Lex Spoon lex at cc.gatech.edu
Sat Feb 26 01:55:35 UTC 2000


Stefan Matthias Aust <sma at 3plus4.de> wrote:
> 
> The new UI framework should be small, fast, easy to understand, simple to
> extend and still powerful.


Morphic is actually pretty straightforward.  Morphs have submorphs. 
Morphs respond to events.  Morphs have a color.  Morphs have a
rectangular bounds.  The top-level morph is called a world.  Etc.  This
stuff is very easy to understand, except of course that it isn't
documented anywhere.  :)

As for small frameworks, Morphic isn't, but the one you describe doesn't
seem exactly "small", either.  Graphic frameworks seem to have a
fundamental complexity about them.


As for speed....  The *big* slowdowns I've seen, though, are *not*
because of the framework, but because of particular widgit
implementations:

	1. Large PluggableListMorph's are slow because they format all of the
constituent StringMorph's whenever the underlying list changes, instead
of just drawing the items that are actually visible.

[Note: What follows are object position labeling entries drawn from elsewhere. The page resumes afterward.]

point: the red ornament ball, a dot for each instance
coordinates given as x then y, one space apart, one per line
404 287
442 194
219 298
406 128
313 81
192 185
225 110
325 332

	2. Large TextMorphs are slow becaus the text implementation is slow for
large chunks of text.

	3. Moving windows is slow because of the drop shadows, and because
movement is usually solid-filled.

That said, no one has really figured out exactly why Morphic has a
slower feel.  Perhaps it is simply that the above widgits are slow?  Or
perhaps it is something fundamental.  What we really need are
*profiles*, not more guesses.  A good start at this would be for people
to simply *list* some operations in Morphic that are slower than the
correspondents in MVC.  People who have slowish computers should be
especially well equipped to do this :)


Anyway, can we stop taking these huge broadsides against Morphic, and
start talking about individual issues?  It would be much more
productive.  For example, Stefan proposes that not all Morphs should be
able to have sub-morphs.  Is this a good idea?  bad?  I don't know, but
it's an interesting idea worth talking about by itself.